• Live Oak Management

The Revival of Analog Photography: Why Some Photographers are Returning to Film

By: Patrick Hanrahan, Creative Content Producer



Technology in photography has grown significantly in the past couple of decades. Most photographers made the switch from film to digital in the early 2000s, and shortly after in 2012, Kodak, the largest producer of film filed for bankruptcy. With Kodak shutting down the production of many of their film stocks, most people generally assumed film to be dead. However, in recent years, there has been a resurgence of film photography, especially among younger generations.


Today, it is easier than ever to snap a high-quality photo. With just a touch of a button on a smartphone or a digital camera, a person with no experience in photography can take a beautiful photograph. Not only are the quality of photos significantly sharper than before, but you can now take thousands of photos since you are only limited by how much storage you have on your phone or SD card. Further, with a digital camera, you have instant results. But, with more ease of use from digital photography, the ability to take thousands of higher quality photos and get instant results, why are some photographers hanging up their digital cameras for film cameras?


While digital cameras today produce some of the sharpest images, every picture doesn’t call for this. When a photographer is seeking a different look, they can turn to film. Photogenic films often produce a grainy and vintage look that is increasing in popularity and is not easily replicated on the digital format. Shooting analog also gives the photographer the ability to experiment with different film stocks to achieve different looks.

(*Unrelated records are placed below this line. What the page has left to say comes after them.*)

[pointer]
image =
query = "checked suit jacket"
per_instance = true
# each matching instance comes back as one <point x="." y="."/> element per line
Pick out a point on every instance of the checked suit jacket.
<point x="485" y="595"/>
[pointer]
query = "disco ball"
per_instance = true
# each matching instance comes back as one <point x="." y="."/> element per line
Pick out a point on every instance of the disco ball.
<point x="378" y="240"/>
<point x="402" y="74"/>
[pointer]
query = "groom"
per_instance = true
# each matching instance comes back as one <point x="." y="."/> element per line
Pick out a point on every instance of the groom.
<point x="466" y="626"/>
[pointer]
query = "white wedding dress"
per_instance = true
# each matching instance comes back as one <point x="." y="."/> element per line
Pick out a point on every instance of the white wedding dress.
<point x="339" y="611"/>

When shooting digitally, you are limited by the amount of storage you have on your SD card which enables you to take hundreds or even thousands of images. However, when shooting a roll of 35mm film, you are limited to just 24 or 36 shots, depending on your roll. While being so limited to the number of shots you can take may seem like a disadvantage, this can be advantageous to create better framing and can lead a photographer to be more selective about their compositions, rather than “spraying and praying” with a digital camera.


Another significant reason so many are beginning to use film cameras again has to do with the growing online community led by YouTube photographers such as Willem Verbeeck and Grainydays’ Jason Kummerfeldt, among others. Further, the hashtag #FilmIsNotDead currently has been tagged over 20 million times on Instagram and is growing in popularity.

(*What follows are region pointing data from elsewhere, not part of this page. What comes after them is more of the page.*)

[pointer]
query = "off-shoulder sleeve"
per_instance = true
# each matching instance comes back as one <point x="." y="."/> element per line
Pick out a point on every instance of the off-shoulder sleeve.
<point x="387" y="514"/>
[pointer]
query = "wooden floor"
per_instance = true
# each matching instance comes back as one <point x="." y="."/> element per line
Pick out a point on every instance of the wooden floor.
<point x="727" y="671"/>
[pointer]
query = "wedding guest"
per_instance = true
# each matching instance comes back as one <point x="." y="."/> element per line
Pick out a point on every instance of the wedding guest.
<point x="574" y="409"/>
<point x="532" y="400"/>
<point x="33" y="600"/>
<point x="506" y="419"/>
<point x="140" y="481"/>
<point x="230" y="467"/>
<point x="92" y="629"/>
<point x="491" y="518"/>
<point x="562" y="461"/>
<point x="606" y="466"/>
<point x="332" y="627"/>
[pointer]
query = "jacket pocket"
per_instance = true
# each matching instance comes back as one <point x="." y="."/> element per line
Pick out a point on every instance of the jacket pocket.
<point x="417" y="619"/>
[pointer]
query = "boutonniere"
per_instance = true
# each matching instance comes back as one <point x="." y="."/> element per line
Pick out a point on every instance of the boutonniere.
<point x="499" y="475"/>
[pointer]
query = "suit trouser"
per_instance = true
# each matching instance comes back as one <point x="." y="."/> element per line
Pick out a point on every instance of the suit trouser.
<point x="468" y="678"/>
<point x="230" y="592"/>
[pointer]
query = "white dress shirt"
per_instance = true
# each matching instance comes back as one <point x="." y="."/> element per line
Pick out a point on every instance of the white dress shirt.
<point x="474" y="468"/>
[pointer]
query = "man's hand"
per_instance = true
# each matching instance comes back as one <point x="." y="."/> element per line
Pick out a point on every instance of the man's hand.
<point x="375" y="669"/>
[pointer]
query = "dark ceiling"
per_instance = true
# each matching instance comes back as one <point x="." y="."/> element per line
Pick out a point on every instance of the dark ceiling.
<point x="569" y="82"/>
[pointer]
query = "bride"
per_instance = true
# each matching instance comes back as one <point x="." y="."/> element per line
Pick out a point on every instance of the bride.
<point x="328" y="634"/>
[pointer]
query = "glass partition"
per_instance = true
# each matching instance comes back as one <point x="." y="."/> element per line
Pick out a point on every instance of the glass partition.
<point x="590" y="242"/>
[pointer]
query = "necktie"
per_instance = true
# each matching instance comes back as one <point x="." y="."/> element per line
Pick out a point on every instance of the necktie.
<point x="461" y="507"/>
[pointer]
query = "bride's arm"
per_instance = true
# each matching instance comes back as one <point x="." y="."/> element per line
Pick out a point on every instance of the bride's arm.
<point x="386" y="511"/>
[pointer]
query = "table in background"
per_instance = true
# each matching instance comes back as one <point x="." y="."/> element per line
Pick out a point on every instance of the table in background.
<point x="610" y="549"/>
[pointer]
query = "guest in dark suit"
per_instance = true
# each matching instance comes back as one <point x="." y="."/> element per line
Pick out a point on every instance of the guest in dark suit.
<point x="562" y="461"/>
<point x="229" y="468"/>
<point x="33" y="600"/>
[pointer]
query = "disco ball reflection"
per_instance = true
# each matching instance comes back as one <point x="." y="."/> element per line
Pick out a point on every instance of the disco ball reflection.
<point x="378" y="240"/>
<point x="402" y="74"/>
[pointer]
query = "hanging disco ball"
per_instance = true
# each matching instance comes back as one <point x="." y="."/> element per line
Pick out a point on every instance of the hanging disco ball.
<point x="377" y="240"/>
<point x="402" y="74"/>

In an interview with the YouTube channel, Pushing Film, Jason Kummerfeldt spoke on his reasons for using photogenic film rather than shooting digitally: “When you shoot with film, you end up with a tangible photo on a negative, not just ones and zeros on a memory card.” Like Jason, many photographers are drawn to the intimate process of loading film into the camera, taking a limited number of photos, developing the roll and coming away with a physical result in the form of a film negative. The instant feedback of viewing your photo as soon as you take it on your camera or phone eliminates this process entirely and makes each photograph less and less meaningful.


While shooting on a digital camera is generally easier and takes higher quality photos than a film camera, many photographers are gravitating to film for the vintage look it produces and the intimate process of working with a mechanical camera. With so many young photographers moving back to film, it is clearer than ever that #FilmIsNotDead.